Let’s open a shell in the Bitcoin node container. When using Docker Compose, every container name will be prefixed with your working directory, in my case it’s bitcoin-testnet.
$ docker exec -it bitcoin-testnet_node_1 /bin/bash
We can check the balance on our wallet using the bitcoin-cli tool.
bash-5.0$ bitcoin-cli getbalance
You might be surprised that it returns 0. Shouldn’t we have a couple hundred bitcoins already? Well yes, but actually no. Bitcoin network enforces a 100-block maturation time for each reward in case blocks become orphaned. This is a mechanism built into the protocol itself and allows multiple users to participate in the mining process. What if two miners completed the same block at the same time? The miners will essentially get divided between ones that consider the first block as next one and the others. The longest chain (the one more users agree on) wins, while all the other blocks are orphaned and the reward for them gets lost. It’s only safe to use the freshly minted coins after 100 new blocks were mined. getbalances command provides a breakdown of our balance into mature and immature funds. Let’s make ourselves some new coins.
$ bitcoin-cli generatetoaddress 200 `bitcoin-cli getnewaddress`
This will advance our testnet by 200 blocks. As an output we’ll get a list of hashes for all the blocks. Now we should have at least 5000 BTC plus whatever was mined before ready to be spent.
Using Electrum wallet
One of the requirements was a working wallet app, let’s confirm that it indeed works. To be able to connect to a regtest node using Electrum, we need to run the app in a special mode by passing a --regtest argument. This might be different on your platform. On Mac we run it like this:
$ open /Applications/Electrum.app --args --regtest
Even if you used Electrum before to send transactions on a mainnet or testnet, Electrum will ask you to create a new wallet. In this mode, Electrum is configured to connect to a server running on localhost, so you can leave “Auto connect” on. Let’s create a standard wallet with a new seed. Since this is just a test wallet, you can ignore the password step as it’s not necessary. Once you’re done, you will be warned that testnet coins are worthless.
Dot in the bottom right corner indicates whether we’re connected to the network. It’s green, which means that everything went smoothly. You can now send yourself some funds by invoking a CLI command inside a container.
$ docker exec bitcoin-testnet_node_1 bitcoin-cli sendtoaddress [address from “Receive” tab] 10
In a couple of seconds, an incoming transaction for 10 BTC should show up on our wallet. Icon next to it indicates the amount of confirmations it has. This essentially tells you how possible it is that it will be reverted. The more blocks were mined on top of the one that includes it, the harder it is to revert. After reaching 6 confirmations, the icon will change to a checkmark.
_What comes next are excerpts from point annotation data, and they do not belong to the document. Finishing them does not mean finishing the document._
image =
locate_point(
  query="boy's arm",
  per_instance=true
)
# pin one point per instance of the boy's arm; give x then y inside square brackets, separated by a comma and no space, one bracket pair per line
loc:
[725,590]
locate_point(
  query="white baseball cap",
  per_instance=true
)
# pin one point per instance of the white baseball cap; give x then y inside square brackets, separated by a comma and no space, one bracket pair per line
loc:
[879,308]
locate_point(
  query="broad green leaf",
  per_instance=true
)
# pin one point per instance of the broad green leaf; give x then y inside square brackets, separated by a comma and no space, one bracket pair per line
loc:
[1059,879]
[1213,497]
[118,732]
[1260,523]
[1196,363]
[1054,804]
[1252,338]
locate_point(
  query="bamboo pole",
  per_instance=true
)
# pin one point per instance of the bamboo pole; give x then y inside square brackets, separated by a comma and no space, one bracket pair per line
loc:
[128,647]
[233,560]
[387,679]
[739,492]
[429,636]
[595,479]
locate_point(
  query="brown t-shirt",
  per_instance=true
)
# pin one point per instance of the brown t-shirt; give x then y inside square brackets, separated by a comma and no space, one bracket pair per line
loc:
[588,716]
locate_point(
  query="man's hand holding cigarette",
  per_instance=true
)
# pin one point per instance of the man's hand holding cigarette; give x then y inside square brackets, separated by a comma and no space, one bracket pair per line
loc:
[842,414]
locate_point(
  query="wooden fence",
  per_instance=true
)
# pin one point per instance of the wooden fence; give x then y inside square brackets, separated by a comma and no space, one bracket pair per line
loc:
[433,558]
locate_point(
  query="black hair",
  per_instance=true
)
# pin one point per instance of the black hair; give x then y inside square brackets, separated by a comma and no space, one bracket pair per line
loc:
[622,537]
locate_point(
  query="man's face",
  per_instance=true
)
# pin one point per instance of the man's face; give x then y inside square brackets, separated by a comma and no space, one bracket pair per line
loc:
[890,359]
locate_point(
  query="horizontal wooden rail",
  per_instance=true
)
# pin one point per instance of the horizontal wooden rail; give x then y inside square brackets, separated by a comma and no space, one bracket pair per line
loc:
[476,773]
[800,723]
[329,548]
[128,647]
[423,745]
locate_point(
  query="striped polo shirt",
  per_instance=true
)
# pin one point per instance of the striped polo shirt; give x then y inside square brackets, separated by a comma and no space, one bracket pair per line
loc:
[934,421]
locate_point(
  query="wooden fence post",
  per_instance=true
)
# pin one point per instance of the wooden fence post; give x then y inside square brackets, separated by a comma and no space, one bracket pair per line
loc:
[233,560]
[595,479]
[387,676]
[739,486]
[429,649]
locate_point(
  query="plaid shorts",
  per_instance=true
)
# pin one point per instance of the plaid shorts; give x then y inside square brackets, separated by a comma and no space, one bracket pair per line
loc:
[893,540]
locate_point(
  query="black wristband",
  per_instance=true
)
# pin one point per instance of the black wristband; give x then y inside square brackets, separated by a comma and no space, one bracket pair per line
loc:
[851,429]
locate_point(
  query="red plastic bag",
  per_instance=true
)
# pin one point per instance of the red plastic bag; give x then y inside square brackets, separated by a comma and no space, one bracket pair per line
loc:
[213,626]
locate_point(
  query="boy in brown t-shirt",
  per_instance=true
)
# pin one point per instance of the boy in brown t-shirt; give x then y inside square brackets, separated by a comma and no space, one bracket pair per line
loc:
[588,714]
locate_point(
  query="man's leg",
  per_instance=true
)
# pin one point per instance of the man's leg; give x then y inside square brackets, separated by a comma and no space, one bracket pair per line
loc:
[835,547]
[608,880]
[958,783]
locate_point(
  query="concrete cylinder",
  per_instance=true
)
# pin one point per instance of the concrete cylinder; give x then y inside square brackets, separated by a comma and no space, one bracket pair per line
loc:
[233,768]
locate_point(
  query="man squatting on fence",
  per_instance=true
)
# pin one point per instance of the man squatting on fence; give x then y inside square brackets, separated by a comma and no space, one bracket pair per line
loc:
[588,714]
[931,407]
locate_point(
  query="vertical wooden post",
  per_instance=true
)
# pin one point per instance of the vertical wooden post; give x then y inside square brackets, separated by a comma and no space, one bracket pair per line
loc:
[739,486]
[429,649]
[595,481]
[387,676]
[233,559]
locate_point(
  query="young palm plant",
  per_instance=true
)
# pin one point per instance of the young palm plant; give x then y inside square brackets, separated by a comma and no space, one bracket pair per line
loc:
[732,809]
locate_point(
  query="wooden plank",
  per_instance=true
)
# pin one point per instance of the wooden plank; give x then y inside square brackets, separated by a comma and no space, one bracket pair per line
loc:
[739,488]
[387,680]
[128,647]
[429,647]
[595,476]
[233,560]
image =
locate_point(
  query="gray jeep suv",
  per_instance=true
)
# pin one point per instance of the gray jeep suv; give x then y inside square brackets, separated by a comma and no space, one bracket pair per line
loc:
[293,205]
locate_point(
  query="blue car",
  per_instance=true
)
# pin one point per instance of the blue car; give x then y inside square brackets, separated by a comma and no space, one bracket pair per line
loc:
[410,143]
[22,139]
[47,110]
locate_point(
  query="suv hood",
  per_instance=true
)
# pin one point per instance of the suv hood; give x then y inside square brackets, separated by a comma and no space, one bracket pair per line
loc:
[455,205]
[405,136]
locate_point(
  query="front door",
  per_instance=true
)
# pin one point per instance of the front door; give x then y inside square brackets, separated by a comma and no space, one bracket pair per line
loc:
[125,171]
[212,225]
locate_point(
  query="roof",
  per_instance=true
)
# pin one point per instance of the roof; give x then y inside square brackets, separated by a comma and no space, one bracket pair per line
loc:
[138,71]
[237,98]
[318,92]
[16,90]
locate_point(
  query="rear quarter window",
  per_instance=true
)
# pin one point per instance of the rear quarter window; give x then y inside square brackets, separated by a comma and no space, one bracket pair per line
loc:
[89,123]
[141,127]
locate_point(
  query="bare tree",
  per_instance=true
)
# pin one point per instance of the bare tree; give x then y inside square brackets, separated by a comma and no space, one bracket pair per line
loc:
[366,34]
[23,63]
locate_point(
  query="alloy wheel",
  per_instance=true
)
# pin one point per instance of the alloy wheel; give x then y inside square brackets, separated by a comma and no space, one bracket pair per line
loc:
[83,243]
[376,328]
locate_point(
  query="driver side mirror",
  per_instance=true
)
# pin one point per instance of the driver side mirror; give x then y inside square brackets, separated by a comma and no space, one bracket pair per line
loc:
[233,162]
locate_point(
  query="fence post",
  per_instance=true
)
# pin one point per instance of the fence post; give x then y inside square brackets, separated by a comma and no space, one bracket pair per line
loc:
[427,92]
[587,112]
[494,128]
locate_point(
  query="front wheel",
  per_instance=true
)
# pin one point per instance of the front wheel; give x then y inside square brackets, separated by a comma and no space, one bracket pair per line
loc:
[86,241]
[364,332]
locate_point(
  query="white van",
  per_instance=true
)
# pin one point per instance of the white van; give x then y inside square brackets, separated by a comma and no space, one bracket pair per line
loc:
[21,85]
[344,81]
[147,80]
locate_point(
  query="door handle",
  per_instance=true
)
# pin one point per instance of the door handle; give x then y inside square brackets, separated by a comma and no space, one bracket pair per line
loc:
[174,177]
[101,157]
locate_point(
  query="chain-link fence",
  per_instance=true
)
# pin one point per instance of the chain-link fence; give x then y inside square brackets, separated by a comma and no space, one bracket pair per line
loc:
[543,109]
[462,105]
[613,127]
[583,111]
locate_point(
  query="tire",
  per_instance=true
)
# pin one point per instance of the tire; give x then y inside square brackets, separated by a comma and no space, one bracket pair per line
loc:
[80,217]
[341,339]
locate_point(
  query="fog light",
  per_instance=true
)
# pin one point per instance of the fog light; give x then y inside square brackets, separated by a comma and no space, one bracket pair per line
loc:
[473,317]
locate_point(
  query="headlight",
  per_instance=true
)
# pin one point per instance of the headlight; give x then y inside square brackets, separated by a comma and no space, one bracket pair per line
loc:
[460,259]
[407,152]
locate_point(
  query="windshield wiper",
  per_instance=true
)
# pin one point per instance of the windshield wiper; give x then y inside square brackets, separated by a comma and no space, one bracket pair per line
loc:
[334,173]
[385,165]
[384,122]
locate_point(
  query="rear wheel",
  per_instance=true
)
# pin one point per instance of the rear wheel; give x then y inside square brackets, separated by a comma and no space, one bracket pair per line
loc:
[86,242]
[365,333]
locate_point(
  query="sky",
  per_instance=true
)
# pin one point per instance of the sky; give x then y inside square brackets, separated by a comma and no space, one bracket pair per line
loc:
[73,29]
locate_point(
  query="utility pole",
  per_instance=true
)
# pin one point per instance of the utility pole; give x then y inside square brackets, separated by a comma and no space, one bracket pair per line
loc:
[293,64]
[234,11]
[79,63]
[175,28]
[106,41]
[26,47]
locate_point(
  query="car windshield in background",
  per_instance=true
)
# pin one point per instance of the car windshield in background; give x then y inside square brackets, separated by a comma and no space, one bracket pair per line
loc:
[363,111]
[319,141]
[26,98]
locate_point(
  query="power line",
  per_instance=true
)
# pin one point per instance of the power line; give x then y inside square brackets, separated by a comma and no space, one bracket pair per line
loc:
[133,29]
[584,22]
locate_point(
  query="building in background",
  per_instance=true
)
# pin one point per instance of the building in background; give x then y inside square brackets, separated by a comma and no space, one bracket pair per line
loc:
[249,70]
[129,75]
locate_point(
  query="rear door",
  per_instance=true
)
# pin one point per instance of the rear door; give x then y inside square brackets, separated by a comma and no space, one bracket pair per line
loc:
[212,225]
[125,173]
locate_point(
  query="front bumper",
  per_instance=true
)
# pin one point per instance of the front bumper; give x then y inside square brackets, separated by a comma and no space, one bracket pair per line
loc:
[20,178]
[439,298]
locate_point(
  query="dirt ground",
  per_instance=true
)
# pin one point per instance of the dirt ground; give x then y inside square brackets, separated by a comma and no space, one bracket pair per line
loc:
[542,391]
Running the testnet for a longer period of time, we ran into an issue with Electrum suddenly crashing. This is unfortunately a known bug and it’s well documented in this ticket. Essentially, there is a counter that overflows after some time and brings the whole thing down. It is recommended that a script called
electrumx_compact_history is executed on a regular basis to avoid it. It’s available in
/electrumx directory on the container.